Pervasive bullying dehumanizes the targets — with life-threatening consequences. Three kids in Pennsylvania are facing charges after a plot to send a schoolmate into anaphylaxis in December. Knowing the victim was allergic to pineapple – the school even banned the fruit to protect her – the bullies sneaked in a can, and one bathed her hands in it and “high-fived” the allergic child. The victim went into anaphylaxis but lived. In another school, teens pulled a similar “prank” with peanut butter. One study found over half of children who reported being bullied for their allergy were physically threatened with the food that was dangerous for them. And it isn’t just students: the same study found 21 percent of bullying incidents in school were perpetrated by the teachers or staff.
To my knowledge, no one has intentionally tried to sicken my kids. But in a world where eyes are rolled at disability, where illness is questioned by armchair gastroenterologists who “don’t believe in gluten intolerance” – something we’ve been told repeatedly – it’s a matter of time before a hostile restaurant cook throws in a dash of flour, just for fun.
In the meantime, we eat out as rarely as possible. And I try to protect my sweet twin girls from hateful media portrayals, but bullying comes at us in places that seemed safe. They are musical theater geeks, so I took them to their first Broadway show last summer. We saw “School of Rock,” which they loved, but they looked at me quizzically after two lines: both times the teacher dismisses a kid’s gluten-free snacks as gross. That’s better than calling the kid gross, of course, but it puzzled my kids. Why would gluten-free food ever be gross? Mommy gives them awesome snacks. And why repeat the joke? Because it was so funny the first time? It didn’t get much of a laugh.
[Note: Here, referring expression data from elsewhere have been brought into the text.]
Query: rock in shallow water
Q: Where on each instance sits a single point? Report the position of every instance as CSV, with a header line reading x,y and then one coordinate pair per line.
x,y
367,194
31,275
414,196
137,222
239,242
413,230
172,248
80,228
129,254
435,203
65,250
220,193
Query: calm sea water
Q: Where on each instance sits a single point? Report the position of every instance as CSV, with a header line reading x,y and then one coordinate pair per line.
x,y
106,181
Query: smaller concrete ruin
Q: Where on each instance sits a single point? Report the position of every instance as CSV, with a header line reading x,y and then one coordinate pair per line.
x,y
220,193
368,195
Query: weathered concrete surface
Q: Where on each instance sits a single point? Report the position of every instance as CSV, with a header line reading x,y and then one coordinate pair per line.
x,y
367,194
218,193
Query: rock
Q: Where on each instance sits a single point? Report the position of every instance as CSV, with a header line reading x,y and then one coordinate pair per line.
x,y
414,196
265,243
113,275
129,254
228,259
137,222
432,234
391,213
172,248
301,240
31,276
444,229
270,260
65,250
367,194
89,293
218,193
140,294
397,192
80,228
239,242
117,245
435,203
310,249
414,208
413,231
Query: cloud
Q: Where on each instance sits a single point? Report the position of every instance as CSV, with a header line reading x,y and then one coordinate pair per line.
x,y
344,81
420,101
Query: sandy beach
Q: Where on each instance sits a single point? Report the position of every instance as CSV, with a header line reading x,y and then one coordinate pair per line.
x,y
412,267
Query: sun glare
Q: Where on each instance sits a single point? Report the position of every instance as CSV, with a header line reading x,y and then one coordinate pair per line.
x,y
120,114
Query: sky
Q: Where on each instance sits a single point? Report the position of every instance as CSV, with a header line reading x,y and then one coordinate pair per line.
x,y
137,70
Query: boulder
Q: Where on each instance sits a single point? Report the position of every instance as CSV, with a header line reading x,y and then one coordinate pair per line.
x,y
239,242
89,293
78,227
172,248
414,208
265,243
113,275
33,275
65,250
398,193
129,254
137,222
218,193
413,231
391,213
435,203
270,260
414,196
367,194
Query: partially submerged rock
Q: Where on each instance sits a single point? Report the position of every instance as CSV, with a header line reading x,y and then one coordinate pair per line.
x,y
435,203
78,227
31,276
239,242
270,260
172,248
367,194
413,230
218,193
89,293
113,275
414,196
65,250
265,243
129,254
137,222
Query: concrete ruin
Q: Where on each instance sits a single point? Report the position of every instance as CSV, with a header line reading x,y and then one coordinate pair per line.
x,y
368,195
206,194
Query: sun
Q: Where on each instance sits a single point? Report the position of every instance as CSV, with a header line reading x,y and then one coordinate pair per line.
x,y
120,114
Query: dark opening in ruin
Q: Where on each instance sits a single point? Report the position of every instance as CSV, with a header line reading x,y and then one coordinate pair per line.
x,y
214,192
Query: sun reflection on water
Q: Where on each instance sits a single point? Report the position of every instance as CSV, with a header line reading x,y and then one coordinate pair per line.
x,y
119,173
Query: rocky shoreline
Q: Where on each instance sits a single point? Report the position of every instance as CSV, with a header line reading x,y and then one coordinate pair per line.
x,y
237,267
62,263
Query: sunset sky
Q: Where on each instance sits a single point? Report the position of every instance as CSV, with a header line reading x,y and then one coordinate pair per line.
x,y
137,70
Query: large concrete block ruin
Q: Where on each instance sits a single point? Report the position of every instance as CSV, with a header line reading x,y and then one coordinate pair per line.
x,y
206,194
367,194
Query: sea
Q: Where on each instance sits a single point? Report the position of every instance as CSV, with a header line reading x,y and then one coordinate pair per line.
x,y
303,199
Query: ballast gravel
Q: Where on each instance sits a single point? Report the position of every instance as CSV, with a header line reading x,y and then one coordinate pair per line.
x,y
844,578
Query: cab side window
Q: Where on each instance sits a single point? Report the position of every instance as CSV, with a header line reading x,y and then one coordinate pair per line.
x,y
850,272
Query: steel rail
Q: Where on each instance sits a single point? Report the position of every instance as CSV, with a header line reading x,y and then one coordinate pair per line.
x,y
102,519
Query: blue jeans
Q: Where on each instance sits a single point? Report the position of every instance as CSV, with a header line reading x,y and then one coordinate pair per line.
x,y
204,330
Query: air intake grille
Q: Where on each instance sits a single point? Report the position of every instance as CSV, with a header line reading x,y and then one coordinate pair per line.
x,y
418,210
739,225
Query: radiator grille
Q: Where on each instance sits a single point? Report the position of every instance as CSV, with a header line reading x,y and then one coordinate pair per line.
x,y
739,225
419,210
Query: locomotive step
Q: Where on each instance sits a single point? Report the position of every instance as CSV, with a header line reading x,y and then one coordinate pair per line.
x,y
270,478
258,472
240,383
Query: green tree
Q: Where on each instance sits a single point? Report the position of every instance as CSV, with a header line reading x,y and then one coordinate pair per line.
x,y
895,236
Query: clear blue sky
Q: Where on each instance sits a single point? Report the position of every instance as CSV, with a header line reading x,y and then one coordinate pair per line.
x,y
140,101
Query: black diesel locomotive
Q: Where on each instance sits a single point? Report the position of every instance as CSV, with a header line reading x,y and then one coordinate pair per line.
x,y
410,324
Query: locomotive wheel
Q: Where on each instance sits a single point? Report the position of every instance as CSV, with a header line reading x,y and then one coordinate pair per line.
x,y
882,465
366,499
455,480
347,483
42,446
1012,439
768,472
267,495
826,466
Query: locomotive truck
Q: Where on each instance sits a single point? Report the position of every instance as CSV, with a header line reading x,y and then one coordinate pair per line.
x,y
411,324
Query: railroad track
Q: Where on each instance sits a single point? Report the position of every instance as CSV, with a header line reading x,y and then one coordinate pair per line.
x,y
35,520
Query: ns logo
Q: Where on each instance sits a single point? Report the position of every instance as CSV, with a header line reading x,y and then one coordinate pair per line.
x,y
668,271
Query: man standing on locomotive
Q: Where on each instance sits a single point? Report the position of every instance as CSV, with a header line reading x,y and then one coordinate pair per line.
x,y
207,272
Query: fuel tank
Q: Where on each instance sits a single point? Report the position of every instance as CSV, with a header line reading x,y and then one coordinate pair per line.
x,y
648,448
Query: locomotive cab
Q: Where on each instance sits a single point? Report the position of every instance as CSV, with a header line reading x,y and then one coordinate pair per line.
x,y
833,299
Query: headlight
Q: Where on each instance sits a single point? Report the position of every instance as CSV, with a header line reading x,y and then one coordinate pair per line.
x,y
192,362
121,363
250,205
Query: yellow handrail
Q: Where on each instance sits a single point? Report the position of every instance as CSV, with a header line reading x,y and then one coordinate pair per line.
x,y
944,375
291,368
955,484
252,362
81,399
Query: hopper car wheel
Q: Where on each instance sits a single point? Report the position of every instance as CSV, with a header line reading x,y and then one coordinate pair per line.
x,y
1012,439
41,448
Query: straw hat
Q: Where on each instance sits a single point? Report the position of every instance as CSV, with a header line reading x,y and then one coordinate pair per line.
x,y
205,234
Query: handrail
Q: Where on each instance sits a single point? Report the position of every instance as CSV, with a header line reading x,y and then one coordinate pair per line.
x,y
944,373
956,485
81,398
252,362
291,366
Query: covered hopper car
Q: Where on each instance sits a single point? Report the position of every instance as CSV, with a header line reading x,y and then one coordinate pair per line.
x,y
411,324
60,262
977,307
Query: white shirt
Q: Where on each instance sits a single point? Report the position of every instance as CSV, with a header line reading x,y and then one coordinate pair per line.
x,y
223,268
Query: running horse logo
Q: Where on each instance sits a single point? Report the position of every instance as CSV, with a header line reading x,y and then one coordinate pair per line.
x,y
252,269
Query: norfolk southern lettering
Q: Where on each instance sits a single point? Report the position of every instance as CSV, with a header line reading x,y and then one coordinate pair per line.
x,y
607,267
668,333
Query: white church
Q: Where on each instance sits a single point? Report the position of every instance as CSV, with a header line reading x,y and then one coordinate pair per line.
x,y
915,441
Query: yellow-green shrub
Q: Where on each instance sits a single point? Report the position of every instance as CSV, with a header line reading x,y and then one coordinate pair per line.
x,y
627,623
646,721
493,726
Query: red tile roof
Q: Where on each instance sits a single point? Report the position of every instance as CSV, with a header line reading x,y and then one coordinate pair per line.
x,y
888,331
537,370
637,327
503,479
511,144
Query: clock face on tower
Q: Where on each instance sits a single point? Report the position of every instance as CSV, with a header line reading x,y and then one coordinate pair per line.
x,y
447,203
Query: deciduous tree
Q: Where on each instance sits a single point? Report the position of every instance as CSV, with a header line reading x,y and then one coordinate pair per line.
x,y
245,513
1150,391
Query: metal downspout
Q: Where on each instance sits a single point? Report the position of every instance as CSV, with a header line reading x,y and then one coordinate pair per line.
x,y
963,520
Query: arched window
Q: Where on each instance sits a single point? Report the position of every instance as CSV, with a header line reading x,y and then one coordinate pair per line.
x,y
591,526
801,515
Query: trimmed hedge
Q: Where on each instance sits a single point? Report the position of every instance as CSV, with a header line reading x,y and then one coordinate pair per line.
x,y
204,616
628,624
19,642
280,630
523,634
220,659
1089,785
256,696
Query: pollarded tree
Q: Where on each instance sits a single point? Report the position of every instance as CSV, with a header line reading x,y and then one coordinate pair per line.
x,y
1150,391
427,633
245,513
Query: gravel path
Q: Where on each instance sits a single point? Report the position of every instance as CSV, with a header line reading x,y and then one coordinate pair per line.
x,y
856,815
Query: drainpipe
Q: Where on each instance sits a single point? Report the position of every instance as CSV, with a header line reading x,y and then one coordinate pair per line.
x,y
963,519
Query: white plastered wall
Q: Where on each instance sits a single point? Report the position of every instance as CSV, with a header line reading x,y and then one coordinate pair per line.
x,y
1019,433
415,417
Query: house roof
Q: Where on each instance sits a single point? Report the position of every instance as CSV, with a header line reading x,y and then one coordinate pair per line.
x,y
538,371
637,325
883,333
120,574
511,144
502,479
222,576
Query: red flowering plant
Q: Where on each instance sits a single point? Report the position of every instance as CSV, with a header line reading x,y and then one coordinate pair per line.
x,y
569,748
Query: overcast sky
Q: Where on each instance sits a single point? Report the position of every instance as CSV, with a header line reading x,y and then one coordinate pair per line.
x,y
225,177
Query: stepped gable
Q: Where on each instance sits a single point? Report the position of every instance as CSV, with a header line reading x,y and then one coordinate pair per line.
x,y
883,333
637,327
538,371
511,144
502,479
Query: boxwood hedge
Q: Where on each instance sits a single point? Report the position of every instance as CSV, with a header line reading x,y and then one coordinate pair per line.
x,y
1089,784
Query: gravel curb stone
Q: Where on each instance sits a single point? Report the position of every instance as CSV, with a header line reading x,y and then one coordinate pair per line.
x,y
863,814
In part, I think what we’re dealing with here is a creativity deficit.
To be clear, I’m not interested in trampling on anyone’s first amendment rights. You have the right to find me gross and say so. And I have a right to never enter your store or your theater or stream your movie. I am interested, though, in making my children’s world kinder and better. One way to do that is with a dose of creativity. Researchers who study creativity have long known that constraints — such as, say, avoiding gluten in cooking or jokes about gluten in advertising — actually result in more out-of-the-box thinking, producing better results than those achieved if all options are on the table.
Hollywood, Broadway, ad agencies: take a page out of my grandmother’s recipe book. Think your way around the temptation to bully disabled people for laughs. The result will never be as popular as Gammi’s naturally gluten-free fried okra, but it will be better than what you’re producing now. Note: Party City has apologized and claims they will donate funds for Celiac research. Further note: those of us with Celiac disease are not impressed.